When Your Infrastructure Fights Back: Recognizing Complexity in Terraform
Something felt off, and I couldn’t name it.
Our Terraform codebase worked. Pipelines ran. Resources deployed. Nothing was technically broken. But every change felt heavier than it should. Simple modifications — updating a tag policy, adjusting a naming convention, adding a new component to an existing account — took longer than anyone expected. Not because the tasks were hard, but because the codebase had quietly become difficult to reason about.
I kept explaining this friction to people as “tech debt” or “it’s just how Terraform is.” But those labels never felt precise enough. They described the symptom without diagnosing the cause.
Then I picked up John Ousterhout’s A Philosophy of Software Design and something clicked. The book isn’t about infrastructure — it’s about software systems. But its framework for understanding complexity mapped so precisely to what I was experiencing in our Terraform and Terragrunt code that I had to write about it.
The definition is deceptively simple: complexity is anything related to the structure of a system that makes it hard to understand and modify [1]. Not the size of the system. Not the number of resources. The friction you feel when trying to change it.
The book identifies three symptoms. Every single one shows up in infrastructure code.
Symptom 1: Change Amplification
Change amplification is what happens when a seemingly simple modification requires changes in many different places. In application code, this might mean updating a color value across dozens of files. In Terraform, the stakes are higher because changes don’t just mean editing files — they mean deployments, state file modifications, and blast radius.
Here’s a real example. A company — let’s call them Acme Corp — decides to change its resource naming prefix from "acme" to "acmeco" after a merger. What sounds like a find-and-replace exercise turns into weeks of work. The prefix is everywhere:
# modules/s3/main.tf
resource "aws_s3_bucket" "this" {
bucket = "${var.prefix}-${var.environment}-${var.name}"
}
# modules/rds/main.tf
resource "aws_db_instance" "this" {
identifier = "${var.prefix}-${var.environment}-${var.name}"
}
# modules/iam/main.tf
resource "aws_iam_role" "this" {
name = "${var.prefix}-${var.environment}-${var.role_name}"
}
# ... repeated across 20+ modules
Changing var.prefix from "acme" to "acmeco" sounds trivial. The code change takes 15 minutes. But the production deployment can take weeks. Why? Because many AWS resources are immutable with respect to their name or identifier. S3 buckets can’t be renamed. RDS instances can’t change their identifier without downtime. IAM roles referenced by ARN across accounts will break every service that depends on them.

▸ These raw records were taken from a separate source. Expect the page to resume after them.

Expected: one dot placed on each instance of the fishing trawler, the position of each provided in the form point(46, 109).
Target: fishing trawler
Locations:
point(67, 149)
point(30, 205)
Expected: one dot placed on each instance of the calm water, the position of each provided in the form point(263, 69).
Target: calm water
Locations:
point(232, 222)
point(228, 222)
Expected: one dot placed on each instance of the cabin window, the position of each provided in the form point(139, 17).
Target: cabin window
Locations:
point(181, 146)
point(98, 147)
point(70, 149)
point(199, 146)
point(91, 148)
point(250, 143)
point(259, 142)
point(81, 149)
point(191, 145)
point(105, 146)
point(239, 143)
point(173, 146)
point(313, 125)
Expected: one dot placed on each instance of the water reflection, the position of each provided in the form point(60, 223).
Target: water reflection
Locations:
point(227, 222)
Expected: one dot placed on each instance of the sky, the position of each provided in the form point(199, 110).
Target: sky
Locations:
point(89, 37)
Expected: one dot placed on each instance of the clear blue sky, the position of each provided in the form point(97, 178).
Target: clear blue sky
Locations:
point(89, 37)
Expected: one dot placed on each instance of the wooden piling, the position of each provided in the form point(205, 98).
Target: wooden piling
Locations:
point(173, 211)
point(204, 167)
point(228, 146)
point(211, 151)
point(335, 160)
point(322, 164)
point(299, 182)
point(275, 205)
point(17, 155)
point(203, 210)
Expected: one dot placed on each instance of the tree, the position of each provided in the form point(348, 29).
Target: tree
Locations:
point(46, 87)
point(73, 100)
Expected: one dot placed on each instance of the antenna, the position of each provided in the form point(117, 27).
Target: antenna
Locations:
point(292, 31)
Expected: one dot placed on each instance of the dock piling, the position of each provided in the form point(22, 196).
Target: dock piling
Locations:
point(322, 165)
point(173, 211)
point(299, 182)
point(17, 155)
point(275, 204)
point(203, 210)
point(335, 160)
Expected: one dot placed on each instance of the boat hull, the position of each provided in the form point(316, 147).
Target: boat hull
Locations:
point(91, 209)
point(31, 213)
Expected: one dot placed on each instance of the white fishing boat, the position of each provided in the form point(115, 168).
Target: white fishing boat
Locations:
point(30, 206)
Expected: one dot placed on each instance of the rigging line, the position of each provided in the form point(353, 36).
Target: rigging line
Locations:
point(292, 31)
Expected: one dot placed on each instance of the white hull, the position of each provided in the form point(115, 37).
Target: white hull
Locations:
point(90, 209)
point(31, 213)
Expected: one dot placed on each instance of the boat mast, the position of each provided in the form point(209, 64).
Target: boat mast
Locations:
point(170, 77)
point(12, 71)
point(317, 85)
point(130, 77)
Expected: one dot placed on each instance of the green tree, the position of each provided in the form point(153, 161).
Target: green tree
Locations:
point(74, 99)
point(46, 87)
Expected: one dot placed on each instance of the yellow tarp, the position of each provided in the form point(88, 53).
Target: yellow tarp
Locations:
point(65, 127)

This means terraform plan will show destroy and recreate for resources you never intended to replace. And this is where teams sometimes make it worse: the temptation is to push the change through, trusting Terraform to handle the recreation. But for stateful resources like databases or buckets with data, that’s not a rename — it’s a data loss event.
The safer pattern is to use lifecycle blocks to protect resources whose names are baked into their identity:
resource "aws_s3_bucket" "this" {
bucket = "${var.prefix}-${var.environment}-${var.name}"
lifecycle {
ignore_changes = [bucket] # Prevent accidental destruction on prefix change
}
}
resource "aws_db_instance" "this" {
identifier = "${var.prefix}-${var.environment}-${var.name}"
lifecycle {
ignore_changes = [identifier] # Same — protect stateful resources
}
}
But here’s the uncomfortable truth: once you need ignore_changes to protect yourself from your own naming convention, that’s a design smell. It means a decision that was supposed to be cosmetic (the prefix) has become load-bearing infrastructure. A single naming decision, duplicated across every layer, now cascades through the entire system — and the only thing preventing catastrophe is a lifecycle block that silences the very tool trying to warn you.
The same pattern appears with tag policies. Suppose your organization standardizes new required tags. In theory, straightforward. In practice:
# Your custom module — tags as a map, works fine
module "vpc" {
source = "./modules/vpc"
tags = local.common_tags # ✅ Easy to update
}
# Third-party AWS module — different tag format
module "eks" {
source = "terraform-aws-modules/eks/aws"
tags = local.common_tags # ✅ Also works
# But wait — node groups have their own tag structure
eks_managed_node_groups = {
default = {
tags = { # ❌ Different format, easy to miss
"kubernetes.io/cluster/${var.cluster_name}" = "owned"
}
}
}
}
# Bare resource — because the use case was too small for a module
resource "aws_sns_topic" "alerts" {
name = "${var.prefix}-alerts"
# ❌ No tags at all — nobody added them when this was created
}
One policy change. Twenty-plus files to modify. Multiple deployment pipelines to run. Each with its own blast radius.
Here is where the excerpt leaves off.